10 comments

  • zxexz an hour ago

    I've seen some very impressive results just embedding a pre-trained KGE model into a transformer model, and letting it "learn" to query it (I've just used heterogenous loss functions during training with "classifier dimensions" that determine whether to greedily sample from the KGE sidecar, I'm sure there are much better ways of doing this.). This is just subjective viewpoint obviously, but I've played around quite a lot with this idea, and it's very easy to get a an "interactive" small LLM with stable results doing such a thing, the only problem I've found is _updating_ the knowledge cheaply without partially retraining the LLM itself. For small, domain-specific models this isn't really an issue though - for personal projects I just use a couple 3090s.

    I think this stuff will become a lot more fascinating after transformers have bottomed out on their hype curve and become a tool when building specific types of models.

    • aix1 an hour ago

      > embedding a pre-trained KGE model into a transformer model

      Do you have any good pointers (literature, code etc) on the mechanics of this?

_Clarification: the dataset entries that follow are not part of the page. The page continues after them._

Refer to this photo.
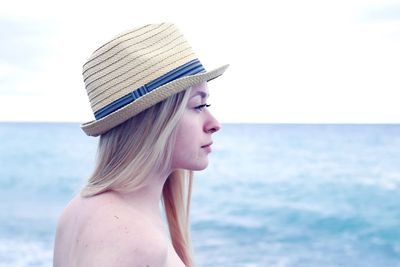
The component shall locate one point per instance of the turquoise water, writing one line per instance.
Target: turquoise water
(273, 195)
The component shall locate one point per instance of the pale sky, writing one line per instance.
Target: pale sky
(291, 61)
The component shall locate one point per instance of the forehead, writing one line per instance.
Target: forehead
(200, 89)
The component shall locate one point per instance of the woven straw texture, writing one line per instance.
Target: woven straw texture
(131, 60)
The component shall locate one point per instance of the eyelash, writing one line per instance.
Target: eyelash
(201, 107)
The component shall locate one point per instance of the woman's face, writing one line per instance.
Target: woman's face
(194, 130)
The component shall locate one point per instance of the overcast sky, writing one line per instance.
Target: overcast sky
(291, 61)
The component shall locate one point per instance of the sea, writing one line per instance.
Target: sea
(274, 195)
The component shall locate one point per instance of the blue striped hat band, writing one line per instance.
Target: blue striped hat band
(190, 68)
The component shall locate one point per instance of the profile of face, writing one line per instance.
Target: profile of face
(194, 132)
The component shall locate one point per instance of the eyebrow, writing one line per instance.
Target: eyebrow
(202, 94)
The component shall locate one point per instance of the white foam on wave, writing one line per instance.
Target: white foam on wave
(22, 253)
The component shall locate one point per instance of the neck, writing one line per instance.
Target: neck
(147, 198)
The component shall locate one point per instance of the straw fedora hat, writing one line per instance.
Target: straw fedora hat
(136, 70)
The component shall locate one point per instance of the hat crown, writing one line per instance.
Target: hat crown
(133, 59)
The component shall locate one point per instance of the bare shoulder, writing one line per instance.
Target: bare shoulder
(110, 234)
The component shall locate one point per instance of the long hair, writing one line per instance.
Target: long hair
(130, 152)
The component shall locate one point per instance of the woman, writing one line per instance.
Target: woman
(148, 93)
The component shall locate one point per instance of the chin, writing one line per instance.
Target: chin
(198, 166)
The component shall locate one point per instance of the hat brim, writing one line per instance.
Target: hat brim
(98, 127)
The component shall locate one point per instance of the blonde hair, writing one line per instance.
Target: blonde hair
(145, 143)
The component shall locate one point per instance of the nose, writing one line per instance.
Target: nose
(211, 125)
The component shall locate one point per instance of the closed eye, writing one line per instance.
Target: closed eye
(201, 107)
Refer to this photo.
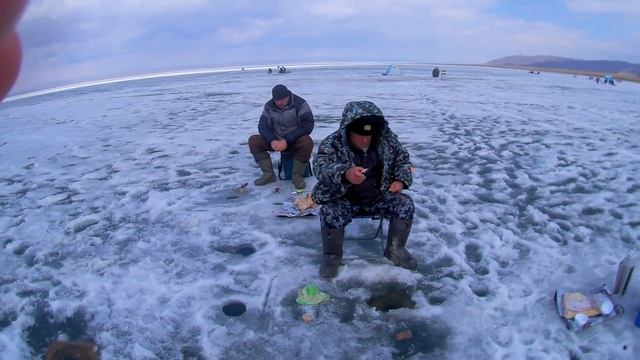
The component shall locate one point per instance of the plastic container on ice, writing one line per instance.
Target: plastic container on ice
(625, 271)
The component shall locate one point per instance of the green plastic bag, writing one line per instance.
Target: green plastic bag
(311, 295)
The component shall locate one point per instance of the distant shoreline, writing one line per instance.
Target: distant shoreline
(617, 76)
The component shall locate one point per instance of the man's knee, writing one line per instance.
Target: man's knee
(404, 207)
(334, 216)
(304, 148)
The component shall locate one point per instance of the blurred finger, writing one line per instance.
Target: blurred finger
(10, 57)
(10, 11)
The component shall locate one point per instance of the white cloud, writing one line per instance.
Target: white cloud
(248, 31)
(60, 8)
(623, 7)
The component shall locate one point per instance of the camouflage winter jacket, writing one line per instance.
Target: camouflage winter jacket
(335, 156)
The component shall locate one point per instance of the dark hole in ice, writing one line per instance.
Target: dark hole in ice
(234, 308)
(244, 250)
(394, 299)
(426, 338)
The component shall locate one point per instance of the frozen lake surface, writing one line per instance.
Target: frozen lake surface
(118, 223)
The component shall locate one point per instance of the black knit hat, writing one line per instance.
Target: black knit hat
(280, 92)
(366, 125)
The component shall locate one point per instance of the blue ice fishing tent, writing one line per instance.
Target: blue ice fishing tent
(608, 79)
(392, 70)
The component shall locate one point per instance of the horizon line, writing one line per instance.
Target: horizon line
(200, 71)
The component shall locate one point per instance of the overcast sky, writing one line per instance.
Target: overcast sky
(70, 41)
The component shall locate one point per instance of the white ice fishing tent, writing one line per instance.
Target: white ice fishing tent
(392, 70)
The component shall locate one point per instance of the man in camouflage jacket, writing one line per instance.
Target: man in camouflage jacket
(362, 169)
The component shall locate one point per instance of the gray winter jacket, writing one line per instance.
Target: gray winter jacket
(334, 156)
(288, 123)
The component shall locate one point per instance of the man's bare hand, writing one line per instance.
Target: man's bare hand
(355, 175)
(396, 186)
(279, 145)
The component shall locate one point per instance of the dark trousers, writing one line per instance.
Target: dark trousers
(340, 212)
(301, 149)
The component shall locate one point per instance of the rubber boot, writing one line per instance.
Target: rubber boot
(396, 240)
(268, 176)
(331, 251)
(297, 173)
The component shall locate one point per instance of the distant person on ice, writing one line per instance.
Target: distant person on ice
(285, 125)
(362, 169)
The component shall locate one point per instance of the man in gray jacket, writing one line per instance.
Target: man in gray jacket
(362, 169)
(285, 125)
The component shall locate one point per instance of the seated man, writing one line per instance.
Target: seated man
(362, 169)
(285, 125)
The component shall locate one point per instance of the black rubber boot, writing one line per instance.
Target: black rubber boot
(268, 176)
(331, 251)
(396, 240)
(297, 173)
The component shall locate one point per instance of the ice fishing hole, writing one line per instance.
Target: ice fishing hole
(393, 299)
(245, 250)
(234, 308)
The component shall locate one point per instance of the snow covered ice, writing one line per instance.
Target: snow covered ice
(118, 223)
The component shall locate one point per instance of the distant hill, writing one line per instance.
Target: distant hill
(619, 69)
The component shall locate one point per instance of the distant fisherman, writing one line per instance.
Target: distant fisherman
(285, 126)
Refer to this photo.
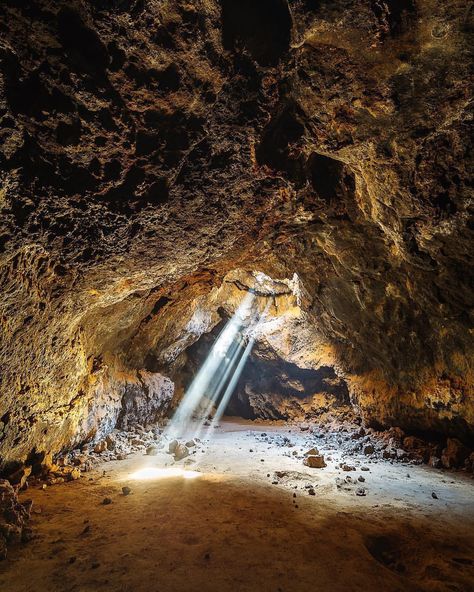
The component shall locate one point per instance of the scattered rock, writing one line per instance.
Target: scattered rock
(346, 467)
(172, 446)
(315, 461)
(100, 447)
(152, 450)
(180, 452)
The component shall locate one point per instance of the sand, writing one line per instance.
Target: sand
(227, 527)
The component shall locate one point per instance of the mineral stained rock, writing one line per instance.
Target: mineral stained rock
(150, 148)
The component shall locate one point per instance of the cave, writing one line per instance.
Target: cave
(236, 296)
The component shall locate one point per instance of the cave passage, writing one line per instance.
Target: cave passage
(217, 378)
(236, 305)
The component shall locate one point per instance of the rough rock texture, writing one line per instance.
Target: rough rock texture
(150, 147)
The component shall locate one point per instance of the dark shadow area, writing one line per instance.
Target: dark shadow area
(263, 28)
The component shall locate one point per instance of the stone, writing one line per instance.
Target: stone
(180, 452)
(172, 446)
(111, 441)
(20, 476)
(315, 461)
(347, 467)
(100, 447)
(435, 462)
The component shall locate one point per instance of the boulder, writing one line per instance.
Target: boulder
(315, 461)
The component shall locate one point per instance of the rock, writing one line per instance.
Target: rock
(435, 462)
(368, 449)
(454, 454)
(315, 461)
(413, 443)
(20, 476)
(360, 433)
(346, 467)
(111, 441)
(100, 447)
(172, 446)
(3, 548)
(74, 474)
(180, 452)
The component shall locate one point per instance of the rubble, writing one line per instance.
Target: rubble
(14, 516)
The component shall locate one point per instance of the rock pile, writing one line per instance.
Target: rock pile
(14, 517)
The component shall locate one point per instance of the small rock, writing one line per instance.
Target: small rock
(100, 447)
(346, 467)
(368, 449)
(180, 452)
(315, 461)
(172, 446)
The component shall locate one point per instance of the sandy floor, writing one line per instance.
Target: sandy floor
(230, 528)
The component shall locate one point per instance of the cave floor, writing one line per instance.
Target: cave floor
(232, 529)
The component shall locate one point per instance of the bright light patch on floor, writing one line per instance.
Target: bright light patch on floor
(157, 473)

      • zxexz 39 minutes ago

        Check out PyKEEN [0] and go wild. I like to train a bunch of random models and "overfit" them to the extreme (in my mind overfitting them is the point for this task, you want dense, compressed knowledge). Resize the input and output embeddings of an existing pretrained (but small) LLM (input only necessary if you're adding extra metadata on input, but make sure you untie input/output weights). You can add a linear layer extension to the transformer blocks, pass it up as some sort of residual, etc. - honestly just find a way to shove it in, detach the KGE from the computation graph and add something learnable between it and wherever you're connecting it - like just a couple linear layers and a ReLU. The output side is more important, you can have some indicator logit(s) to determine whether to "read" from the detached graph or sample the outputs of the LLM. Or just always do both and interpret it.

        (like tinyllama or smaller, or just use whatever karpathy repo is most fun at the moment and train some gpt2 equivalent)

        [0] https://pykeen.readthedocs.io/en/stable/index.html

        • zxexz 29 minutes ago

          Sorry if that was ridiculously vague. I don't know a ton about the state of the art, and I'm really not sure there is one - the papers just seem to get more terminology-dense and the research mostly just seems to end up developing new terminology. My grug-brained philosophy is just to make models small enough you can just shove things in and iterate quick enough in colab or a locally hosted notebook with access to a couple 3090s, or even just modern Ryzen/EPYC cores. I like to "evaluate" the raw model using pyro-ppl to do MCMC or SVI on the raw logits on a known holdout dataset.

          Really always happy to chat about this stuff, with anybody. Would love to explore ideas here, it's a fun hobby, and we're living in a golden age of open-source structured datasets. I haven't actually found a community interested specifically in static knowledge injection. Email in profile, in (ebg_13 encoded).

      • napsternxg 18 minutes ago

        We also did something similar in our NTULM paper at Twitter https://youtu.be/BjAmQjs0sZk?si=PBQyEGBx1MSkeUpX

        Used in non generative language models like BERT but should help with generative models as well.

        • zxexz 11 minutes ago

          Thanks for sharing! I'll give it a read tomorrow - I do not appear to have read this. I really do wish there were good places for randos like me to discuss this stuff casually. I'm in so many slack, discord, etc. channels but none of them have the same intensity and hyperfocus as certain IRC channels of yore.

  • isaacfrond an hour ago

    I think there is a philosophical angle to this. I mean, my world map was constructed by chance interactions with the real world. Does this mean that the my world map is a close to the real world map, as their NN's map is to Manhattan? Is my world map full of non-existent streets, exits that are at the wrong place, etc. The NN map of Manhattan works almost 100% correctly when used for normal navigation but breaks apart badly when it has to plan a detour. How brittle is my world map?

    • cen4 6 minutes ago

      Also things are not static in the real world.

  • fragmede 2 hours ago

    Wrong as it is, I'm impressed they were able to get any maps out of their LLM that look vaguely cohesive. The shortest path map has bits of streets downtown and around Central Park that aren't totally red, and Central Park itself is clear on all 3 maps.

    They used eight A100s, but don't say how long it took to train their LLM. It would be interesting to know the wall clock time they spent. Their dataset is, relatively speaking, tiny which means it should take fewer resources to replicate from scratch.

    What's interesting though is that the Smalley model performed better, though they don't speculate why that is.